A Smart Internet Caching System

Gihan V. Dias <gihan@cse.mrt.ac.lk>
Graham Cope <gacope@cse.mrt.ac.lk>
Ravi Wijayaratne <raviwija@cse.mrt.ac.lk>
Dept. of Computer Science and Engineering
University of Moratuwa, Sri Lanka.

Abstract

We describe a "smart" caching system which combines the strengths of mirrors and caches to reduce the response time of Internet applications.

Many services on the Internet, such as the File Transfer Protocol (FTP), Usenet and the Web, can be modeled as a set of files, stored on a set of servers, which are accessed from a set of clients. Techniques used to reduce access time, and the load on servers and the network, is to store copies of files on other servers, called mirrors or caches. However, both of these methods have their weaknesses.

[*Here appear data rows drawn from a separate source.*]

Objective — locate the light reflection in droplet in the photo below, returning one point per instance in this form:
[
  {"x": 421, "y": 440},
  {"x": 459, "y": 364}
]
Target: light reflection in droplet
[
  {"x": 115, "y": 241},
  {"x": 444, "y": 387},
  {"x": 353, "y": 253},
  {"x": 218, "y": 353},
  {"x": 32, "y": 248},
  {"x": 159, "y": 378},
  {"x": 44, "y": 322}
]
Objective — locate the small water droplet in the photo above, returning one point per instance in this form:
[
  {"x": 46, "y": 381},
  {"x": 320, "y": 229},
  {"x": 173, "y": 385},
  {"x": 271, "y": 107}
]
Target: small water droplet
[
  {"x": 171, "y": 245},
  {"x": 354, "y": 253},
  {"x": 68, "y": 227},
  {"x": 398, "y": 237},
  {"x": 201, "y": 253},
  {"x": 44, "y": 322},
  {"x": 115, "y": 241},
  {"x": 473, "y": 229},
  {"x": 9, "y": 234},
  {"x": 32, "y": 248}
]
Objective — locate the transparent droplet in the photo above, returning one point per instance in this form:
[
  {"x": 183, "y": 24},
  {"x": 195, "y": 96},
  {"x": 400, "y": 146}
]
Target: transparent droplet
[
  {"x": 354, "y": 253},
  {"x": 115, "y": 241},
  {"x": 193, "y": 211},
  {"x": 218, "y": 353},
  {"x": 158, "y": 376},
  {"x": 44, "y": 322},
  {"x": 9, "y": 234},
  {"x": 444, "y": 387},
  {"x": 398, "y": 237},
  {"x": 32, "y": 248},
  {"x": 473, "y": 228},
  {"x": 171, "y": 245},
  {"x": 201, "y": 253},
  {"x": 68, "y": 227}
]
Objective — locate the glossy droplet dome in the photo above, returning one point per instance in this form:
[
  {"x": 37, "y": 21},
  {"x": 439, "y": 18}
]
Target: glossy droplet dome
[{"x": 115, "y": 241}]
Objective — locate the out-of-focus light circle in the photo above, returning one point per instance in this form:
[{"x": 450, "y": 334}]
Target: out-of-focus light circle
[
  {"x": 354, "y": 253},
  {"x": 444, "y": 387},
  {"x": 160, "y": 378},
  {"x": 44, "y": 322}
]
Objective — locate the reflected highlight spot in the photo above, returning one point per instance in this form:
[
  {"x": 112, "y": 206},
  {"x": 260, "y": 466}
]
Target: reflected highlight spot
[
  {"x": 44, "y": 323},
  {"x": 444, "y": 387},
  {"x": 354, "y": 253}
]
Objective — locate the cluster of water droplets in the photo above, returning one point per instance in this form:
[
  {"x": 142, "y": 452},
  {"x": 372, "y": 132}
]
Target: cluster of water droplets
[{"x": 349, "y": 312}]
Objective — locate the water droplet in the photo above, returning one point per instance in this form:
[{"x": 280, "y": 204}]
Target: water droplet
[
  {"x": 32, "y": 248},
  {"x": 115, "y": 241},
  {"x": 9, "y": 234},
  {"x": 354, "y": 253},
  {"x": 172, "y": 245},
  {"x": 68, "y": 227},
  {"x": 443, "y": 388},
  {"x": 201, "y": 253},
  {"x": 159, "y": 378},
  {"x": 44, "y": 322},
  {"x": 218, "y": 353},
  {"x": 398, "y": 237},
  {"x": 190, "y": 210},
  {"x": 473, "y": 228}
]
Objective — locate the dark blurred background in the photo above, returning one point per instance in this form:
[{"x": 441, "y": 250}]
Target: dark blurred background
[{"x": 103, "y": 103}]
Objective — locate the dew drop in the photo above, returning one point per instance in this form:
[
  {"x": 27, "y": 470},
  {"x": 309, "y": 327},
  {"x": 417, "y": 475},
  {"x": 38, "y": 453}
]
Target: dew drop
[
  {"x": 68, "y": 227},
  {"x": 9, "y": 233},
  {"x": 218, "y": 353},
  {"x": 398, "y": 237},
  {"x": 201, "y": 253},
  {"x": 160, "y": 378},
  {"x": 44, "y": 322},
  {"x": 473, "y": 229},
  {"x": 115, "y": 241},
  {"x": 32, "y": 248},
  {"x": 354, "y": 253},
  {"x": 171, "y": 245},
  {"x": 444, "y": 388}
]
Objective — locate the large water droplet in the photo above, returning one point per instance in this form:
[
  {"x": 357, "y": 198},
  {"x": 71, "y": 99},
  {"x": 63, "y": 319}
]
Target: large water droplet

We have designed an intelligent caching system, which models the access patterns of files (such as Web pages), and attempts to fetch them before they are requested by a client. It comprises a caching gateway which is split between the two ends of a low-speed link. File access patterns are modeled probabilistically as well as heuristically.

1. Introduction

Many services on the Internet, such as FTP, Usenet and the Web, can be modeled as a set of files, stored on a set of servers, which are accessed from a set of clients. One of the major problems facing the Internet today is the long response times frequently encountered by users. This is due to:

the load on the servers containing the documents; and
the load on the communication lines through which the documents are transmitted [1].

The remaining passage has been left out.